A sort is stable when the original order of similar elements doesn't change. Your algorithm isn't stable since it swaps equal elements.
If it didn't, then it still wouldn't be stable:
( 1, 5, 2, 5, 3 )
You have two elements with the sort key "5". If you compare element #2 (5) and #5 (3) for some reason, then the 5 would be swapped with 3, thereby violating the contract of a stable sort. This means that carefully choosing the pivot element doesn't help, you must also make sure that the copying of elements between the partitions never swaps the original order.
Your code looks suspiciously similar to the sample partition function given on wikipedia which isn't stable, so your function probably isn't stable. At the very least you should make sure your pivot point r points to the last position in the array of values equal to A[r].
You can make quicksort stable (I disagree with Matthew Jones there) but not in it's default and quickest (heh) form.
Martin (see the comments) is correct that a quicksort on a linked list where you start with the first element as pivot and append values at the end of the lower and upper sublists as you go through the array. However, quicksort is supposed to work on a simple array rather than a linked list. One of the advantages of quicksort is it's low memory footprint (because everything happens in place). If you're using a linked list you're already incurring a memory overhead for all the pointers to next values etc, and you're swapping those rather than the values.
If you need a stable O(n*log(n)) sort, use mergesort. (The best way to make quicksort stable by the way is to chose a median of random values as the pivot. This is not stable for all elements equivalent, however.)
Quick sort is not stable. Here is the case when its not stable.
5 5 4 8
taking 1st 5 as pivot, we will have following after 1st pass-
4 5 5 8
As you can see order of 5's have been changed. Now if we continue doing sorting it will change the order of 5's in sorted array.
From Wikipedia:
Quicksort is a comparison sort and, in
efficient implementations, is not a
stable sort.
One way to solve this problem is by not taking Last Element of array as Key. Quick sort is randomized algorithm.
Its performance highly depends upon selection of Key. Although algorithm def says we should take last or first element as key, in reality we can select any element as key.
So I tried Median of 3 approach, which says take first ,middle and last element of array. Sorts them and then use middle position as a Key.
So for example my array is {9,6,3,10,15}. So by sorting first, middle and last element it will be {3,6,9,10,15}. Now use 9 as key. So moving key to the end it will be {3,6,15,10,9}.

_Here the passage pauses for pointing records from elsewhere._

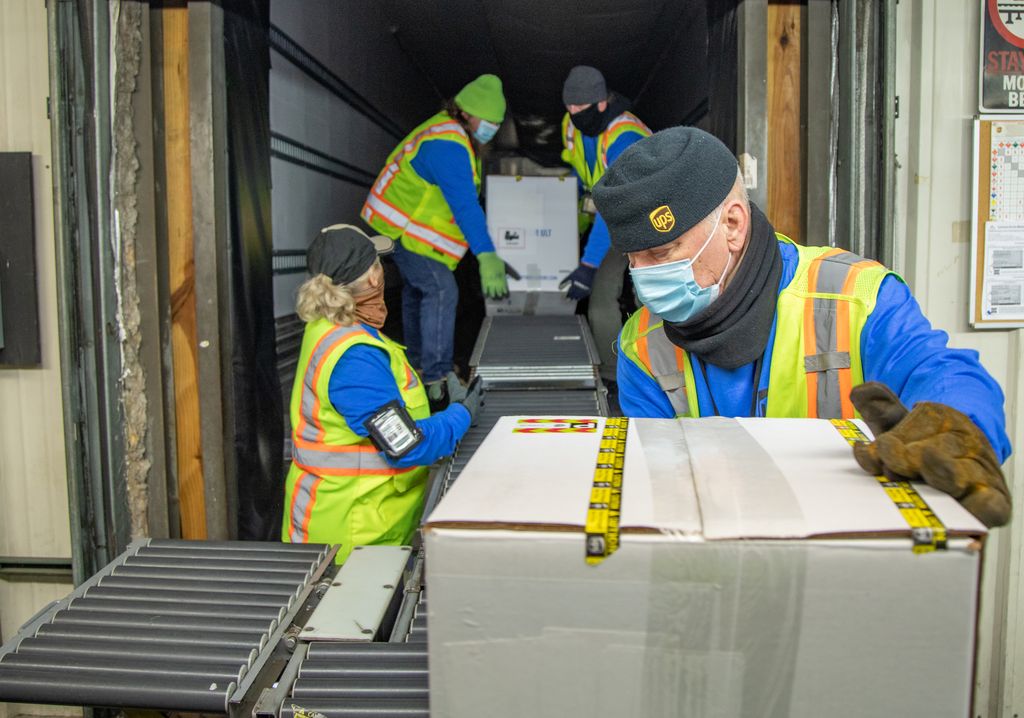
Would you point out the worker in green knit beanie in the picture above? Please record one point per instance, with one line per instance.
(427, 200)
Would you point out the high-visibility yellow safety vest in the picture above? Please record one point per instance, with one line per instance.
(339, 489)
(574, 155)
(408, 208)
(816, 355)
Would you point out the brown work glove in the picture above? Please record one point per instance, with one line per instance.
(934, 442)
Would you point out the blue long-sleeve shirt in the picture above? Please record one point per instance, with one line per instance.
(361, 382)
(599, 241)
(898, 347)
(448, 165)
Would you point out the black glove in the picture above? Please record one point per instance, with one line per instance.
(471, 398)
(934, 442)
(580, 282)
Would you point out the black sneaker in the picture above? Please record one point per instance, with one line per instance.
(437, 395)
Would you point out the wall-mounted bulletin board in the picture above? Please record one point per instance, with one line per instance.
(997, 231)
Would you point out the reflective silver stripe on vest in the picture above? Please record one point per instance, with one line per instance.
(364, 462)
(301, 498)
(663, 366)
(310, 426)
(827, 361)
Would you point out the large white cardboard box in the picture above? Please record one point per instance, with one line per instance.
(761, 574)
(532, 221)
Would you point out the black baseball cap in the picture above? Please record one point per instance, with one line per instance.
(344, 252)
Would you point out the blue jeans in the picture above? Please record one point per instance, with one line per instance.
(429, 297)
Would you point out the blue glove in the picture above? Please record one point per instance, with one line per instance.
(580, 282)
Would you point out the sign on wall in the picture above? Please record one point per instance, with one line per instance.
(997, 234)
(1001, 83)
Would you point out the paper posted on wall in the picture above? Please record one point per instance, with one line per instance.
(1003, 291)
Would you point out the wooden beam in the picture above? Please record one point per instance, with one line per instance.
(181, 270)
(785, 126)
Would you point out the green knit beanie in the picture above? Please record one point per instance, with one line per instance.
(483, 98)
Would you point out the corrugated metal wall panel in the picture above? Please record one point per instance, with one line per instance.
(33, 490)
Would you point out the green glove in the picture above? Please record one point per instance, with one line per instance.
(934, 442)
(493, 276)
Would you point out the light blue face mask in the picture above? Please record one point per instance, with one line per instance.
(485, 131)
(672, 292)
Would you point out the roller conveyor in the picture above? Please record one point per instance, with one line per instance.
(512, 355)
(146, 643)
(226, 627)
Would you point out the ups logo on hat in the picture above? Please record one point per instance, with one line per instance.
(663, 219)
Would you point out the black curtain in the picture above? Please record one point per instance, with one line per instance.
(255, 387)
(722, 72)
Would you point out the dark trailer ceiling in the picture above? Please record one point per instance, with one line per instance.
(653, 51)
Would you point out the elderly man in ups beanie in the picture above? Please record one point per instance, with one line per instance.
(738, 321)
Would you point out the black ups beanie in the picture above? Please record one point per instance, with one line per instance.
(663, 185)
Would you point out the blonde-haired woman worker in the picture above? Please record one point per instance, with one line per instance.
(361, 430)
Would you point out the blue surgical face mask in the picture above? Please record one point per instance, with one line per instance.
(485, 131)
(672, 292)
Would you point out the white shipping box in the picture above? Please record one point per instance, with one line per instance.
(532, 221)
(761, 574)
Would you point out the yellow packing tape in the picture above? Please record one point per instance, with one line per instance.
(606, 494)
(927, 531)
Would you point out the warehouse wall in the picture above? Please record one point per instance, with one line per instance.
(33, 491)
(352, 41)
(937, 82)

All we need to take care is what happens if 9 comes more than once. That is key it self comes more than once.
In such cases after selecting key as middle index we need to go through elements between Key to Right end and if any element is found same key i.e. if 9 is found between middle position to the end make that 9 as key.
Now in the region of elements greater than 9 i.e. loop of j if any 9 is found swap it with region of elements less than that is region of i. Your array will be stable sorted.